The DDR inhibitors created an immune response in the mice, that caused an increase in cancer-killing immune cells in the tumors, Byers said.
“It was responding to the STING pathway,” she explained. “Our cells have to be good at detecting infections. One way they do that is by looking for certain types of little bits of DNA that might be from a virus or bacteria and stimulating the innate immune system.”
She said the STING pathway responded to DNA damage to activate the immune system, making SCLC cells responsive to immunotherapy treatment. “After we understood the mechanism, it made sense.
“We recognize mice are not people,” Byers added, so the next step is to see how the combination therapy works in humans with SCLC.
Duke medical oncologist Neal Ready, MD, PhD, Professor of Medicine at Duke University School of Medicine, said it's noteworthy research but still early in the research process.
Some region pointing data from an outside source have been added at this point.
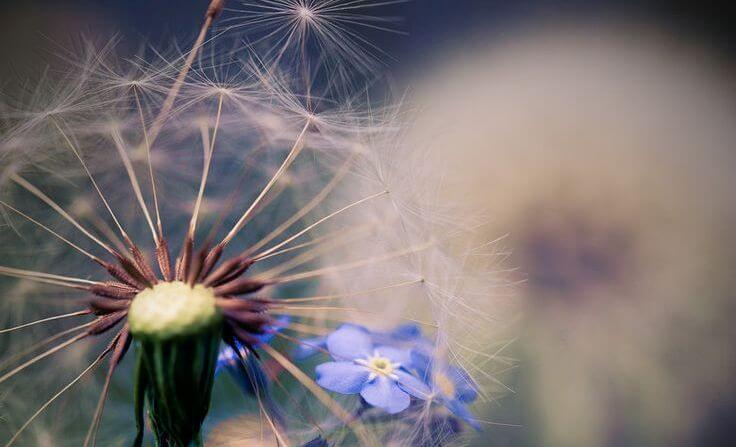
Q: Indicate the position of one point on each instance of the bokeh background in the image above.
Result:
(598, 137)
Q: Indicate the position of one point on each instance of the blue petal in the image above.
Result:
(309, 347)
(271, 330)
(384, 393)
(461, 410)
(465, 390)
(412, 385)
(421, 361)
(342, 377)
(394, 354)
(349, 343)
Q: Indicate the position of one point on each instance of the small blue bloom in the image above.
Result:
(319, 441)
(374, 372)
(451, 386)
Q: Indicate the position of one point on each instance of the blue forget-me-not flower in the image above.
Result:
(377, 373)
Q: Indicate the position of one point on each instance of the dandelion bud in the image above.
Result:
(178, 328)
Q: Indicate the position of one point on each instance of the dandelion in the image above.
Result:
(196, 214)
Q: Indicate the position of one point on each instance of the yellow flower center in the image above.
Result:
(170, 309)
(381, 365)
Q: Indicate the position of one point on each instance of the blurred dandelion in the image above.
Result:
(210, 212)
(606, 153)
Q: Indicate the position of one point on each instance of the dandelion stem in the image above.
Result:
(44, 320)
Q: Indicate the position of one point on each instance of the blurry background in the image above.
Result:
(599, 136)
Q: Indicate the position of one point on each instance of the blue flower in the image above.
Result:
(374, 372)
(319, 441)
(451, 386)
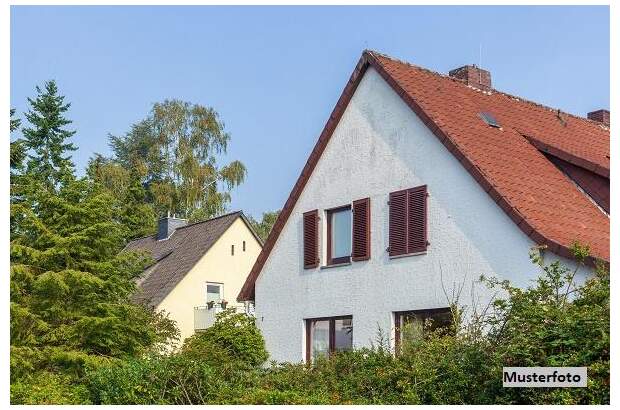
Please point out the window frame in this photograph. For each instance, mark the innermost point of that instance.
(328, 214)
(220, 285)
(331, 333)
(425, 313)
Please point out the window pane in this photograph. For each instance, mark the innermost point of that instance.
(440, 320)
(343, 329)
(213, 293)
(341, 233)
(319, 338)
(411, 327)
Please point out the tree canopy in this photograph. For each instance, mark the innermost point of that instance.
(70, 286)
(175, 154)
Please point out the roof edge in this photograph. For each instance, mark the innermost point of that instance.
(367, 59)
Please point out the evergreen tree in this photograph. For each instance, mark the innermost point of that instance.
(70, 286)
(47, 138)
(18, 153)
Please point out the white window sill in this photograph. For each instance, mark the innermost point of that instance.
(335, 265)
(409, 254)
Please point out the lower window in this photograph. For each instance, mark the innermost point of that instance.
(411, 325)
(328, 335)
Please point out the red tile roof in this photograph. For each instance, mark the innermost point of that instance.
(507, 162)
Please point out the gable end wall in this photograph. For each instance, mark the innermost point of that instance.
(381, 146)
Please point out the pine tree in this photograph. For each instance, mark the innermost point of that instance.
(70, 285)
(17, 147)
(47, 138)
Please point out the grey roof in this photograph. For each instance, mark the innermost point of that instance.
(176, 256)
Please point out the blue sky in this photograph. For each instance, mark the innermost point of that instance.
(275, 73)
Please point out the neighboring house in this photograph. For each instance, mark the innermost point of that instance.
(419, 184)
(195, 264)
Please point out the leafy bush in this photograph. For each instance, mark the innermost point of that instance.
(48, 388)
(553, 323)
(233, 337)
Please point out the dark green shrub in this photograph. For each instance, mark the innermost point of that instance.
(234, 337)
(545, 325)
(48, 388)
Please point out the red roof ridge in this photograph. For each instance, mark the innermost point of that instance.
(375, 53)
(558, 240)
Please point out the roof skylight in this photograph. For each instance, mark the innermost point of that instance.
(489, 119)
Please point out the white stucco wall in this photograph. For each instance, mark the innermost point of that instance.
(217, 265)
(381, 146)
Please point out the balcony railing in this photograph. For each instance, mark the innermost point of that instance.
(204, 317)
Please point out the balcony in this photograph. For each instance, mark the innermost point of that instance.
(204, 317)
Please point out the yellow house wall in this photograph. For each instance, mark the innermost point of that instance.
(217, 265)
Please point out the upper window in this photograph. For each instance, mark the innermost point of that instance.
(339, 235)
(412, 325)
(215, 292)
(328, 335)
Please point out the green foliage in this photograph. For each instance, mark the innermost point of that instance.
(174, 155)
(70, 286)
(537, 326)
(49, 388)
(136, 216)
(18, 150)
(263, 227)
(46, 138)
(233, 337)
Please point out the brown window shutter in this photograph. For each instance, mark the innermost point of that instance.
(398, 223)
(416, 219)
(311, 239)
(361, 230)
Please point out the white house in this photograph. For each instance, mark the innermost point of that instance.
(419, 184)
(196, 267)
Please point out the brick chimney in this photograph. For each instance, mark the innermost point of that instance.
(601, 116)
(473, 75)
(167, 225)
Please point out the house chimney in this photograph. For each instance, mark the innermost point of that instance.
(601, 116)
(473, 75)
(167, 225)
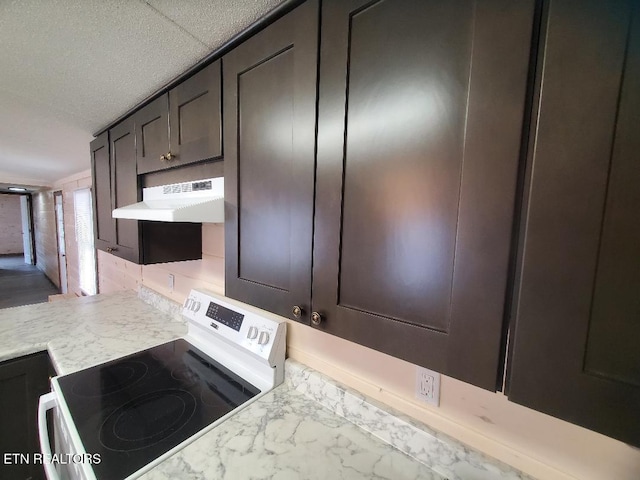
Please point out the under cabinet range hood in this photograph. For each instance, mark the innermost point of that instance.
(198, 201)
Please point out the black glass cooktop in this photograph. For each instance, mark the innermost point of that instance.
(136, 408)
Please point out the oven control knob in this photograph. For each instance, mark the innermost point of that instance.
(264, 338)
(252, 333)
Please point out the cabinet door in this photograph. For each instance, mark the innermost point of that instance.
(195, 118)
(104, 224)
(22, 382)
(575, 349)
(269, 129)
(125, 187)
(420, 117)
(152, 133)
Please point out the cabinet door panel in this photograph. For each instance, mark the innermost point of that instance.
(417, 166)
(270, 93)
(105, 226)
(152, 133)
(126, 192)
(195, 117)
(577, 305)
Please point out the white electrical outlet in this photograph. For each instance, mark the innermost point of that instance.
(428, 386)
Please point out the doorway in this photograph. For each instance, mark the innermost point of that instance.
(62, 253)
(28, 246)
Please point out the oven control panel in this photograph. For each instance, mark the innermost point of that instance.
(250, 328)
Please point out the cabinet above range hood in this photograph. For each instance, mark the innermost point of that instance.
(198, 201)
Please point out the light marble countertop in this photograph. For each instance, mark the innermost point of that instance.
(310, 427)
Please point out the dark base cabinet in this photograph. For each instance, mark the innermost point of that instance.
(22, 382)
(575, 350)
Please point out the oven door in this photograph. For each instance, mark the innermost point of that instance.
(64, 461)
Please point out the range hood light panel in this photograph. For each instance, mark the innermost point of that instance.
(201, 201)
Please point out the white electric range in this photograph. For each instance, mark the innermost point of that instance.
(119, 419)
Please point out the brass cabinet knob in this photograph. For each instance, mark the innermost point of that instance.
(316, 318)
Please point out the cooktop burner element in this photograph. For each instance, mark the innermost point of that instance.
(147, 420)
(117, 377)
(156, 412)
(137, 410)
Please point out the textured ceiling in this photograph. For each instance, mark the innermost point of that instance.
(70, 67)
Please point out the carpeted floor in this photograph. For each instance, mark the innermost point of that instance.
(22, 284)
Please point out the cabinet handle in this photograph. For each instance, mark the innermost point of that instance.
(316, 318)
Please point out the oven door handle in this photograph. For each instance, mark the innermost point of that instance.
(46, 403)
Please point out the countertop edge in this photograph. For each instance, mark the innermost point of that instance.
(443, 454)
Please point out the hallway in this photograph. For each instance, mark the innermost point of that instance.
(22, 284)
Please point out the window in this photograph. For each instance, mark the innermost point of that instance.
(83, 209)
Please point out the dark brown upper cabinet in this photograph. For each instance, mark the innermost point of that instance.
(183, 126)
(574, 352)
(105, 225)
(269, 132)
(421, 107)
(113, 159)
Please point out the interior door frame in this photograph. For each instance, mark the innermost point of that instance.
(63, 278)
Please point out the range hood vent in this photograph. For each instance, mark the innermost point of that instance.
(196, 202)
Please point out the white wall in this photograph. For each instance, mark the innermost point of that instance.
(10, 225)
(542, 446)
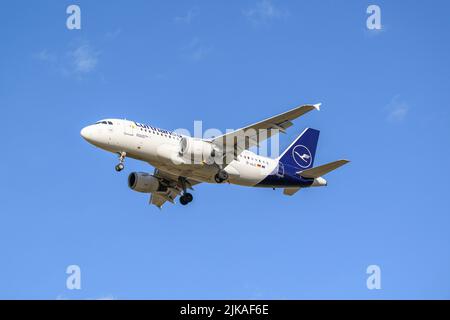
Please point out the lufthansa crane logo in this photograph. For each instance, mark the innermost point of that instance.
(302, 156)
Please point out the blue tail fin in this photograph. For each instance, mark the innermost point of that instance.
(300, 154)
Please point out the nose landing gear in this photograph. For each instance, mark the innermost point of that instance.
(221, 176)
(120, 166)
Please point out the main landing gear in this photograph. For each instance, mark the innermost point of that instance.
(186, 197)
(221, 176)
(120, 166)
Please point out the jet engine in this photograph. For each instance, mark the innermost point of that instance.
(144, 182)
(197, 150)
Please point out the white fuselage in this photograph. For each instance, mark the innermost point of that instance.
(160, 149)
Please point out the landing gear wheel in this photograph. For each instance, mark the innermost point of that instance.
(221, 176)
(186, 198)
(121, 166)
(183, 200)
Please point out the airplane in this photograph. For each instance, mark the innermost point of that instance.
(181, 161)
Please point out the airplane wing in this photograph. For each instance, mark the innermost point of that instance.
(233, 143)
(174, 188)
(290, 191)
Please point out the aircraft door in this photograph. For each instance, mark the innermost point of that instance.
(128, 128)
(280, 171)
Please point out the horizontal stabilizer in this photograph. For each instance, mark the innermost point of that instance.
(322, 170)
(290, 191)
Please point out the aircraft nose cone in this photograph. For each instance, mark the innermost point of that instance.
(86, 133)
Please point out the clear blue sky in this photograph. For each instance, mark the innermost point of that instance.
(385, 98)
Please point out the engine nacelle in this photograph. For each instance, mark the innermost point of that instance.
(197, 150)
(144, 182)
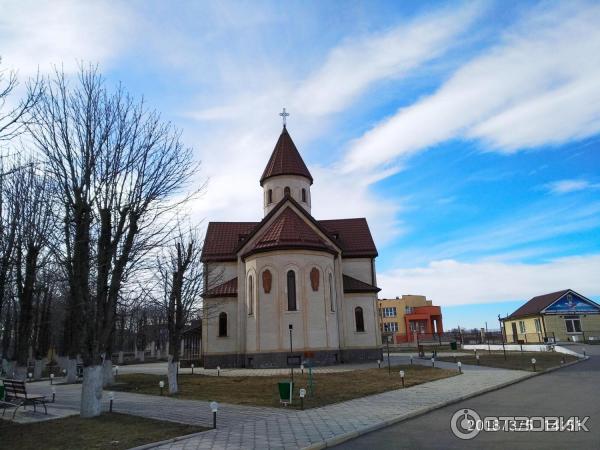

“These studies are interesting and they justify studying those combinations in humans, but we wouldn't draw any direct inferences from the [animal] studies. We wouldn't look at the mouse studies and assume the combinations would work in humans,” Ready said, noting that researchers have yet to find a molecular target in SCLC that would enable scientists to create a targeted, personalized therapy for this form of lung cancer.
He said of the new findings, “It's very interesting data and I think people in the field think that it justifies carrying on with this line of research.”
“We're excited and hope this can be taken right away into clinical trials,” Byers said. “We know a lot of patients are not getting much benefit or are getting limited benefit from immunotherapy and we think this will be the next step in how to build on that and get more patients responding to treatment.”
Mary Brophy Marcus is a contributing writer.